A Bank Statement loan is a type of loan that is specifically available to borrowers who are self employed. Traditional conventional mortgage loans require business owners to supply their federal tax returns (typically at least 2 years) to derive their qualifying income. This puts many business owners at a disadvantage, as the tax benefits they receive on taxes hurts their ability to qualify for loan, even though their income can support the loan payment. Bank statement loans offer more flexibility and fewer restrictions for borrowers who own a business, especially those borrowers with good credit and large down payment.
Bank Statement loans offer several advantages for self employed borrowers. First, it allows you to qualify without supplying your tax returns. Instead, your qualifying income is determined using your previous 12 or 24 months of business (or personal) bank statements. Typically, 50% of your average monthly deposits can be used for qualifying, although lenders will allow up to 80% of deposits with an accompanied letter from your CPA.
It is possible to obtain a Bank Statement mortgage loan with a down payment as low as 10% and often without the need for private mortgage insurance (PMI). Keep in mind that a lower down payment may result in additional costs and an otherwise higher interest rate. Often a down payment of 20% + will result in much more favorable interest rates and costs.
To qualify for a Bank Statement loan, you generally need a good credit score (usually above 640), a 2 year business history (could be, and a debt-to-income ratio below 50%. Other factors, such as your income, assets, and the property's appraisal value, will also be considered. Specific requirements may vary, so it's essential to consult with a mortgage professional to determine your eligibility.
- Higher Loan Limits: Bank Statement loans generally offer higher loan limits, often going up to $3 million.
- No Private Mortgage Insurance: Unlike conventional loans with less than 20% down, Bank Statement loans often do not require private mortgage insurance, which can keep your monthly payment lower.
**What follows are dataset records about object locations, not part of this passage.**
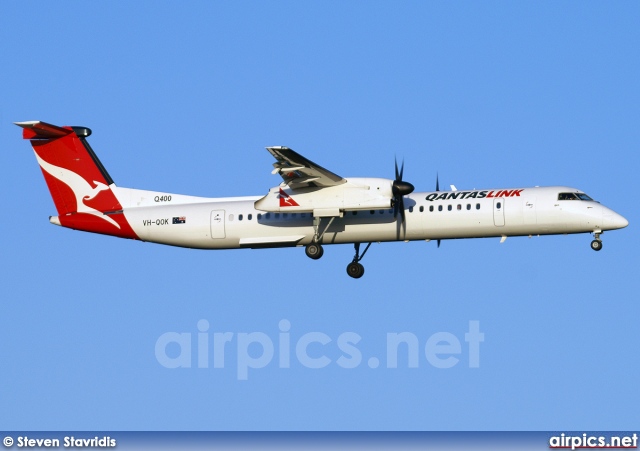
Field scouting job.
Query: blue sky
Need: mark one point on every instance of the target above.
(183, 98)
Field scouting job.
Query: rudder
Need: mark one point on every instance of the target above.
(78, 182)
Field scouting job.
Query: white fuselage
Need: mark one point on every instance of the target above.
(229, 223)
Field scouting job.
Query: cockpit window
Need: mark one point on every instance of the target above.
(573, 196)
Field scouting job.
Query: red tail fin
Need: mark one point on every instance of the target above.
(77, 180)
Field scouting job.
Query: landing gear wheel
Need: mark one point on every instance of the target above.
(314, 251)
(355, 270)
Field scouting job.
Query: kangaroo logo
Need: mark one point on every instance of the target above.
(286, 200)
(80, 187)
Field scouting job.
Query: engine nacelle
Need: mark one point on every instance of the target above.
(355, 194)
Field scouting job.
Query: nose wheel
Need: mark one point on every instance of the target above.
(596, 244)
(355, 269)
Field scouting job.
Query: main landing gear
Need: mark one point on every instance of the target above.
(355, 269)
(596, 244)
(314, 249)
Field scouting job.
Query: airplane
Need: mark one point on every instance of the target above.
(312, 206)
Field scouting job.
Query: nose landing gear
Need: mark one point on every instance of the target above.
(596, 244)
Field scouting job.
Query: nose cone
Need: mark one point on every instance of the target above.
(613, 220)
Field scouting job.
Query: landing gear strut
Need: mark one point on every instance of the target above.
(314, 249)
(355, 269)
(596, 244)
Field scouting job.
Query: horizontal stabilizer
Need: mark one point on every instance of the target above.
(42, 130)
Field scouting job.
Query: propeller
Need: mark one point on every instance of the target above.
(400, 188)
(438, 189)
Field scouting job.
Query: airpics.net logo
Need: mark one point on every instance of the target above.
(248, 352)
- Flexible Qualifying Options: With a Conventional loan, there is a single formula used to calculate qualifying income from your federal tax returns. Bank statement loans provide flexibility in qualifying by using your deposits and your business' unique expense ratio. Many business owners who are turned down for a conventional loan will qualify using a bank statement loan.
It's important to note that both loan types have their own advantages and considerations, and the right choice depends on your specific financial situation and goals. Consulting with a mortgage professional can help you evaluate the options and determine the best fit for your needs.